Here’s what I propose: Just like with a misbehaving puppy, more training can do wonders, both with love/praise and with a newspaper to the nose.
I’ve been saying this for years, and I feel that this is more true than ever: Voting occurs once every couple of years, with presidential elections every four years. Not a lot of opportunity to make an impact. A phone call, a letter, an email however … can have the impact of 1,000s of votes!!! I called each of my senators and my representative over the last couple of days. I feel as if I made a difference. Sure, they may have been voting against Pelosi because of her whiny speech, or voting against Pelosi because she allowed all of her friends to vote against the bill while encouraging the junior members to vote for it, or they may have voted against it when the minority leader called the bill a “mud sandwich”, … or maybe … just maybe … our representatives
listened to the public that called and emailed in huge volumes.

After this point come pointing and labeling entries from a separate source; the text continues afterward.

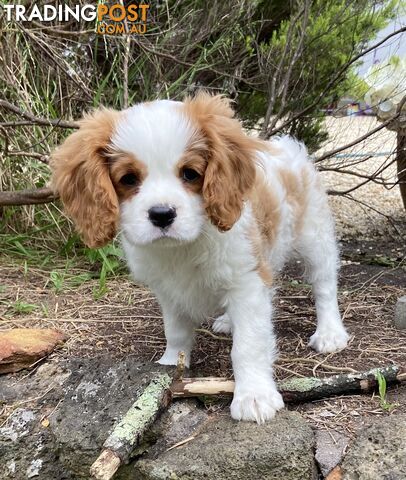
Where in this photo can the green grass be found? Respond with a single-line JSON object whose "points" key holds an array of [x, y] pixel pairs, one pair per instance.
{"points": [[66, 260]]}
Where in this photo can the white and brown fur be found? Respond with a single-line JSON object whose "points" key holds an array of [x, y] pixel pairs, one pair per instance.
{"points": [[251, 206]]}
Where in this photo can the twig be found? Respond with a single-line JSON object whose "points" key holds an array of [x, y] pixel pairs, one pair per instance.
{"points": [[129, 432], [294, 389], [37, 120], [27, 197]]}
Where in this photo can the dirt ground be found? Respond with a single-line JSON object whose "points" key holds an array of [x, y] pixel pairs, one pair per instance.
{"points": [[127, 319]]}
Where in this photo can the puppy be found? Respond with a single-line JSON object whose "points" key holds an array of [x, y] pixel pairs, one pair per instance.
{"points": [[207, 216]]}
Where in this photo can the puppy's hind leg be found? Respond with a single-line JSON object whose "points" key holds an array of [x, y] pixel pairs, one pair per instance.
{"points": [[318, 248], [179, 333]]}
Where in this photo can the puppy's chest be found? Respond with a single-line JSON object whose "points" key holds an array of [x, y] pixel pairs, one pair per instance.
{"points": [[193, 287]]}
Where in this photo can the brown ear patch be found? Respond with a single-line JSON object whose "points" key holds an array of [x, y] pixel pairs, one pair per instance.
{"points": [[127, 174], [81, 177], [193, 159], [230, 172]]}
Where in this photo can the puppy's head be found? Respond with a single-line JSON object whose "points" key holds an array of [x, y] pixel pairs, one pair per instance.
{"points": [[160, 170]]}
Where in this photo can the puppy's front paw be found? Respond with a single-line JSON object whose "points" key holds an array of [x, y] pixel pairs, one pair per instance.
{"points": [[222, 324], [256, 404], [329, 341]]}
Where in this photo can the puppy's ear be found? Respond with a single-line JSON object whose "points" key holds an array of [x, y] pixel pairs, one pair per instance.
{"points": [[230, 172], [81, 177]]}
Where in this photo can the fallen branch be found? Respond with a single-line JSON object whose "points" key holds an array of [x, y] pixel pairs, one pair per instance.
{"points": [[37, 120], [27, 197], [294, 390], [129, 432]]}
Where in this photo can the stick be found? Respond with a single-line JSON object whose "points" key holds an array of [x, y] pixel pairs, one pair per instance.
{"points": [[55, 122], [295, 389], [27, 197], [129, 432]]}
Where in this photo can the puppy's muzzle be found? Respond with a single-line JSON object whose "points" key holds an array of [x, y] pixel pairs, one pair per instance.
{"points": [[161, 215]]}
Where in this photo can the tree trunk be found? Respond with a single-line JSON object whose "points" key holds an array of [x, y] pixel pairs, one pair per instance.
{"points": [[401, 164]]}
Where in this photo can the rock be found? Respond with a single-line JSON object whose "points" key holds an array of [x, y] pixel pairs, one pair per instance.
{"points": [[96, 395], [330, 448], [378, 452], [400, 313], [81, 400], [75, 404], [224, 449], [21, 347]]}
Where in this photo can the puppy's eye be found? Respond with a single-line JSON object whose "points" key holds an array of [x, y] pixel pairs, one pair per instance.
{"points": [[190, 175], [129, 180]]}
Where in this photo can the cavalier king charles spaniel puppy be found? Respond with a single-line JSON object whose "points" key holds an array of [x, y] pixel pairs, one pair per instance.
{"points": [[207, 216]]}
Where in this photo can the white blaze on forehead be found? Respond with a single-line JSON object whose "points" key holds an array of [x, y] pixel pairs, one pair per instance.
{"points": [[157, 133]]}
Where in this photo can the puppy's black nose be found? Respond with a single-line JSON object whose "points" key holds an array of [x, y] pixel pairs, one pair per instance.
{"points": [[162, 216]]}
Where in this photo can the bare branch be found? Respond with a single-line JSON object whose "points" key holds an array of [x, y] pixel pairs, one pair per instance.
{"points": [[363, 137], [27, 197], [332, 82], [57, 122]]}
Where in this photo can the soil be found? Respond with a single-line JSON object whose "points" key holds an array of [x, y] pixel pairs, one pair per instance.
{"points": [[127, 320]]}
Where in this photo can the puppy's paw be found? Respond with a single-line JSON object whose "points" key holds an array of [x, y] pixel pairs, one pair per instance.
{"points": [[222, 324], [171, 358], [329, 341], [256, 404]]}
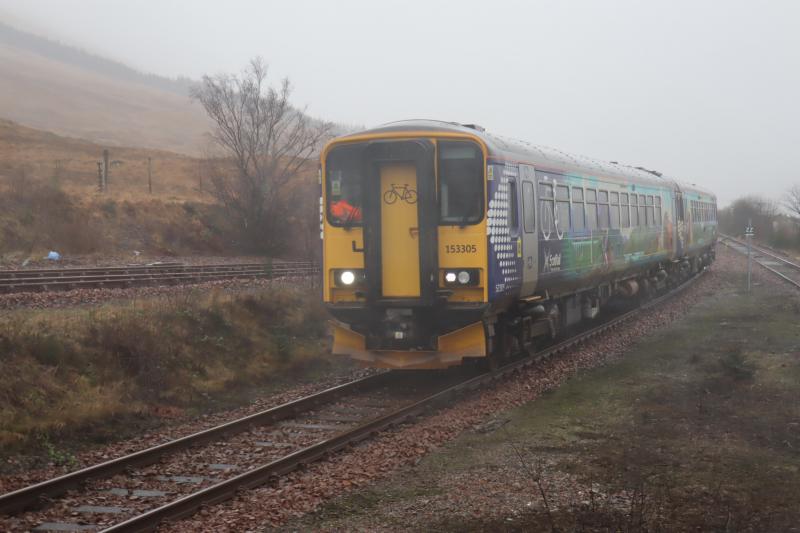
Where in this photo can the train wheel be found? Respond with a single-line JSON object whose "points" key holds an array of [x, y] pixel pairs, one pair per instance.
{"points": [[501, 347]]}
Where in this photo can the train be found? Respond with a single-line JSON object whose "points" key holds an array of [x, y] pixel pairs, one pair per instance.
{"points": [[444, 244]]}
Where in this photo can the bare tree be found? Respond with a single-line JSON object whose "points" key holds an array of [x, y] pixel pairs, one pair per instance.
{"points": [[266, 143], [792, 200]]}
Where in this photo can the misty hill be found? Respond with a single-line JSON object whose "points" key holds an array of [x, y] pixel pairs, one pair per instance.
{"points": [[54, 87], [56, 51]]}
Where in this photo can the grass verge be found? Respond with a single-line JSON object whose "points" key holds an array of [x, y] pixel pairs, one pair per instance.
{"points": [[696, 429], [87, 374]]}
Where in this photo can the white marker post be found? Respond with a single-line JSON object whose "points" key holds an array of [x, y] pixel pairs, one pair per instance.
{"points": [[749, 231]]}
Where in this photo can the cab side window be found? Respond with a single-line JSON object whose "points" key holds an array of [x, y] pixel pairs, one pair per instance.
{"points": [[528, 209]]}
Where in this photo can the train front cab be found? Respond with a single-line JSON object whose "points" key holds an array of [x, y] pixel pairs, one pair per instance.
{"points": [[404, 248]]}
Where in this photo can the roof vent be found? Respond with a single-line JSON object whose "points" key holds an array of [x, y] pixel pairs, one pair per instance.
{"points": [[653, 172]]}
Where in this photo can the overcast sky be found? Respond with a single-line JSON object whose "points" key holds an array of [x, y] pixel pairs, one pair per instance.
{"points": [[705, 91]]}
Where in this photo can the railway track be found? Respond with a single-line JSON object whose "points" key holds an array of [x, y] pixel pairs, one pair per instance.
{"points": [[787, 270], [139, 491], [134, 276]]}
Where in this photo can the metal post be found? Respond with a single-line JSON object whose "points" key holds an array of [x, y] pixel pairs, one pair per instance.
{"points": [[100, 176], [749, 262], [105, 169]]}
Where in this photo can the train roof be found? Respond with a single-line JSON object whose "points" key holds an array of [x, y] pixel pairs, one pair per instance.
{"points": [[541, 156]]}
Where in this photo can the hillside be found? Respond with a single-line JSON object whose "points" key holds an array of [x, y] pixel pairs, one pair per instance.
{"points": [[30, 154], [50, 86]]}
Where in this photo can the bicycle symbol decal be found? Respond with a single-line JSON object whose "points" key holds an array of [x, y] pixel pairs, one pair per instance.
{"points": [[402, 193]]}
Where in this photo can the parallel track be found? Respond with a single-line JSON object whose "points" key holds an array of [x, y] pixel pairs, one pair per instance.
{"points": [[133, 276], [149, 519], [787, 270]]}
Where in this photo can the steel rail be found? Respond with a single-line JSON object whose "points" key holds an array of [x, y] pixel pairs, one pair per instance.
{"points": [[762, 252], [67, 281], [40, 272], [27, 497], [224, 490]]}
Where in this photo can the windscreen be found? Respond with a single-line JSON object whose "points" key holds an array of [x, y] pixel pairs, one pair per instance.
{"points": [[344, 185], [460, 183]]}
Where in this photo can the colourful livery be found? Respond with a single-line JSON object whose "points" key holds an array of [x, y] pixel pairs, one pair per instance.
{"points": [[443, 243]]}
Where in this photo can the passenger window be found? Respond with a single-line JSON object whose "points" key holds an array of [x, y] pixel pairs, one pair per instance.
{"points": [[546, 209], [602, 209], [614, 210], [562, 203], [460, 183], [528, 211], [591, 209], [642, 211], [513, 219], [578, 216], [659, 220], [626, 219]]}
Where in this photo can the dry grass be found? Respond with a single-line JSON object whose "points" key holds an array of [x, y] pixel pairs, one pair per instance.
{"points": [[71, 164], [71, 371], [49, 200], [72, 101]]}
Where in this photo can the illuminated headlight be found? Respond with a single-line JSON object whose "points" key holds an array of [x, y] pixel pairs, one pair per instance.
{"points": [[348, 277], [462, 277]]}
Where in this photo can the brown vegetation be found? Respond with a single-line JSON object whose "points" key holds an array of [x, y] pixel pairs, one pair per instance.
{"points": [[70, 100], [267, 148], [86, 372], [49, 200]]}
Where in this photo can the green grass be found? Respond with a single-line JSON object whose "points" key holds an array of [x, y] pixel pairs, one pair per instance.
{"points": [[700, 421], [87, 373]]}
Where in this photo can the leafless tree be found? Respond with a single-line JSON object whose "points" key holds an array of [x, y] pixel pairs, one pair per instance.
{"points": [[792, 200], [266, 144]]}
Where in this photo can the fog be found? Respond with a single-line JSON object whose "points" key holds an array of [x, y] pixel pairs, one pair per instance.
{"points": [[704, 91]]}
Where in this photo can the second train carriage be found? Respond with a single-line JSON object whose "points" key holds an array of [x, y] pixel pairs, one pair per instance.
{"points": [[442, 242]]}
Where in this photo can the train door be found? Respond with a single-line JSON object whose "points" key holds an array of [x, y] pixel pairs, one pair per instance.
{"points": [[399, 231], [530, 242]]}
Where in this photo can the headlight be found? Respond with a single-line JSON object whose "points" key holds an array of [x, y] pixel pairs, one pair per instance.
{"points": [[348, 277], [462, 277]]}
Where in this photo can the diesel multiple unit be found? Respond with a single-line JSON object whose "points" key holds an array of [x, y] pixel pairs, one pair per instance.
{"points": [[442, 242]]}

Last night, the pundits were whining “We lost $1T dollars to evaporation in the market today!!!” Sob! Sob! Boo-hoo! (Okay, the last part was my addition.) Today, did the world end? Nope, not by a long shot! The
DOW opened up 200 points!!! As we speak it’s up 350 points!!! Does that mean that $500B condensated? (What’s the opposite of a stock market evaporation anyway?!?) All in ONE DAY!!! Sure, the market won’t
close up 350 points, but if it closes up 200 points, that’s a huge victory for our children and grandchildren by keeping the dollar strong. (at least not weaker like would happen with the bailout. Harumph!)
I plan on putting my phone where my mouth is and keep being an annoying ass by contacting my representatives and senators on each bill that I think is important. (Before I would just worry and whine and suck my thumb in the corner of the room.) And YOU SHOULD TOO!!!

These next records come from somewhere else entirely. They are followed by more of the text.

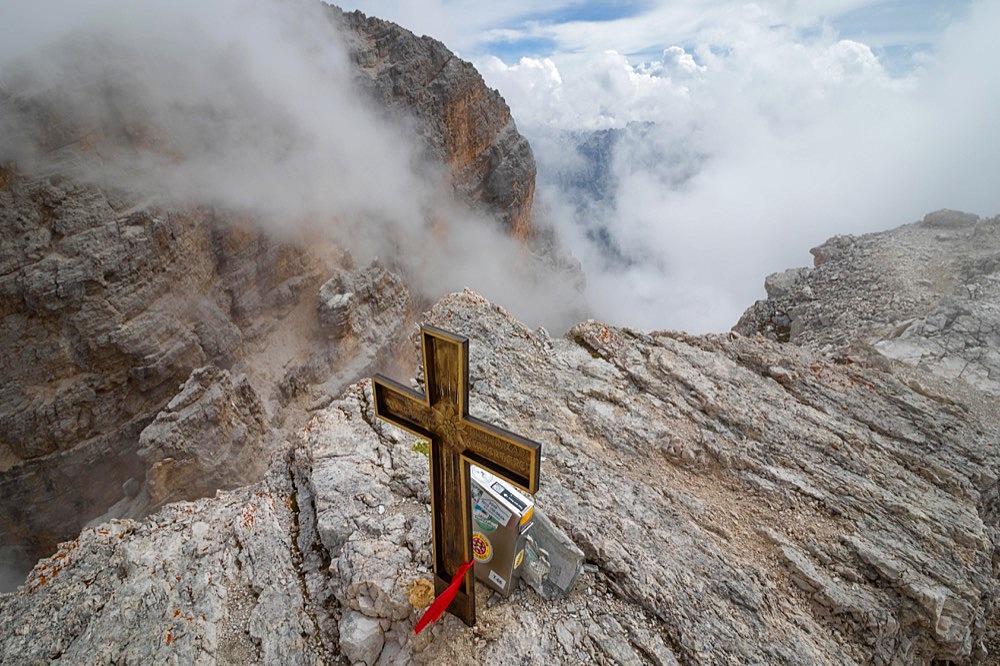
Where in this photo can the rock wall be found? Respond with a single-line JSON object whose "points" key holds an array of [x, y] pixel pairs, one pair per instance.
{"points": [[925, 293], [463, 123], [107, 307], [738, 500]]}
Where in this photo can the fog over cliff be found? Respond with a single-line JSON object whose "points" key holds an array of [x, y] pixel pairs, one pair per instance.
{"points": [[248, 107], [791, 121]]}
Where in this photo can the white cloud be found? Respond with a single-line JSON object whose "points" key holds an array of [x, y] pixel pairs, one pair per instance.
{"points": [[796, 135]]}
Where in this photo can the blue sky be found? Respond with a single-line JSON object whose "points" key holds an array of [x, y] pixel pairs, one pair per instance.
{"points": [[791, 121]]}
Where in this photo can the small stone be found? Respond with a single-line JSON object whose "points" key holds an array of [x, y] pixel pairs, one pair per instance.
{"points": [[361, 638]]}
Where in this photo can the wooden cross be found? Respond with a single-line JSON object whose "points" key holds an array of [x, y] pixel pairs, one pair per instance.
{"points": [[441, 416]]}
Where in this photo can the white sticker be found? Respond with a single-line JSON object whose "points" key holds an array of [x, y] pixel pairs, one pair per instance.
{"points": [[498, 579]]}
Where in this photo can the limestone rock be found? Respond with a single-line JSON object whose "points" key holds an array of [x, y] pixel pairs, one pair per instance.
{"points": [[925, 294], [359, 303], [213, 434], [108, 303], [737, 500]]}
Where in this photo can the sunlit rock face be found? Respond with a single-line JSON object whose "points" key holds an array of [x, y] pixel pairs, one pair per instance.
{"points": [[462, 122]]}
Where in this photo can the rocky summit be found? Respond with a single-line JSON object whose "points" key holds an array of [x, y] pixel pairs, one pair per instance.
{"points": [[188, 441], [737, 500]]}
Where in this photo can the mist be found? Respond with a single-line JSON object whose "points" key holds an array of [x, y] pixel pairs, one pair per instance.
{"points": [[249, 107], [753, 138]]}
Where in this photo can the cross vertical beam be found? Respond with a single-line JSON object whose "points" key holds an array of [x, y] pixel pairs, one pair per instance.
{"points": [[441, 416]]}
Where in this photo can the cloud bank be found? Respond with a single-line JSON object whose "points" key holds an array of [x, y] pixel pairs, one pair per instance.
{"points": [[250, 107]]}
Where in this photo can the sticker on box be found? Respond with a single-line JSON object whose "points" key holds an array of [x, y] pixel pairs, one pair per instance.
{"points": [[493, 509]]}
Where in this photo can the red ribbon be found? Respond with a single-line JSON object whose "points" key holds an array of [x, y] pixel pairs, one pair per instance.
{"points": [[443, 599]]}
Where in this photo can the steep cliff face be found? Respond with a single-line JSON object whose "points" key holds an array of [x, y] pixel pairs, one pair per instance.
{"points": [[737, 500], [925, 293], [462, 122], [111, 303]]}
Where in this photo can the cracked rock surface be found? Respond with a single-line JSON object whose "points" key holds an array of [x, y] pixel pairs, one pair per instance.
{"points": [[738, 501]]}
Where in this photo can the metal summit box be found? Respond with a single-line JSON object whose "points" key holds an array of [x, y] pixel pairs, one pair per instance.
{"points": [[501, 517]]}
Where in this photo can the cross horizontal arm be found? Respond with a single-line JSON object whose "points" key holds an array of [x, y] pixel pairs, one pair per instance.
{"points": [[505, 454]]}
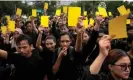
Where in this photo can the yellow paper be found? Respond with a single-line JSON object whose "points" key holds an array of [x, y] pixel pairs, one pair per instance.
{"points": [[65, 9], [102, 11], [58, 12], [85, 13], [85, 23], [97, 13], [128, 11], [122, 10], [19, 11], [34, 11], [117, 27], [11, 26], [44, 21], [8, 18], [73, 14], [45, 5], [128, 21], [110, 13], [91, 22], [3, 29]]}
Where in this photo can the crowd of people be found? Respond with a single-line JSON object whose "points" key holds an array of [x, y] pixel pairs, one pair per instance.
{"points": [[62, 52]]}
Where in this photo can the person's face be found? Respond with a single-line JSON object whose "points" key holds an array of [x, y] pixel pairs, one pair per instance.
{"points": [[16, 34], [65, 41], [122, 68], [50, 44], [29, 27], [24, 48], [85, 37]]}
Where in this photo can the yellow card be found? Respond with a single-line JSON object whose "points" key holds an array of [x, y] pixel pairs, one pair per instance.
{"points": [[19, 11], [11, 26], [128, 21], [118, 29], [91, 22], [65, 9], [85, 13], [110, 13], [97, 13], [58, 12], [34, 12], [8, 18], [102, 11], [44, 21], [85, 23], [73, 14], [3, 29], [122, 10], [128, 11], [45, 5]]}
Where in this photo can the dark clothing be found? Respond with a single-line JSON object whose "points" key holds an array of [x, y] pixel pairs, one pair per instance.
{"points": [[88, 48], [33, 36], [47, 56], [31, 68], [131, 73], [102, 76], [69, 65]]}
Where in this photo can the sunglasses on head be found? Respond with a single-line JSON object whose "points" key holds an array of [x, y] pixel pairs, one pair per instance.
{"points": [[123, 66]]}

Voting the old bureaucrats out of office won’t work. We’ve tried that for decades now. We need to learn our own lesson. Phone + email = tough love for our lost puppies of politicrats that have lost their way and in doing so have lost their spine.
Freedom. Freedom!!! There is nothing else. Do not give up. This tree can still be saved.
… and on that note, as you reflect on my above diatribe, here’s a little snippet of a story from a great book. No, I’m not going to tell you what book:
“The great oak tree had stood on the hill over the Hudson, in a lonely spot on the Taggart estate. Eddie Willers, aged seven, like to come and look at that tree. It had stood there for hundreds of years, and he thought it would always stand there. Its roots clutched the hill like a fist with fingers sunk into the soil, and he thought that if a giant were to seize it by the top, he would not be able to uproot it but would swing the hill and the whole of the earth with it like a ball at the end of a string. He felt safe in the oak tree’s presence; it was a thing nothing could change or threaten; it was his greatest symbol of strength.
One night, lightning struck the oak tree. Eddie saw it next morning. It lay broken in half, and he looked into its trunk as into the mouth of a black tunnel. The trunk was only an empty shell; its heart had rotted
away long ago; there was nothing inside - just a thin gray dust that was being dispersed by the whim of the faintest wind. The living power had gone, and the shape of it left had not been able to stand without it.Years later, he heard it said that children should be protected from shock, from their first knowledge of death, pain or fear. But these had never scarred him; his shock came when he stood very quietly, looking
into the black hole of the trunk. It was an immense betrayal - the more terrible because he could not grasp what it was that had been betrayed. It was not himself, he knew, nor his trust; it was something else. He stood there for a while, making no sound, then he walked back to the house. He never spoke about it to anyone, then or since.”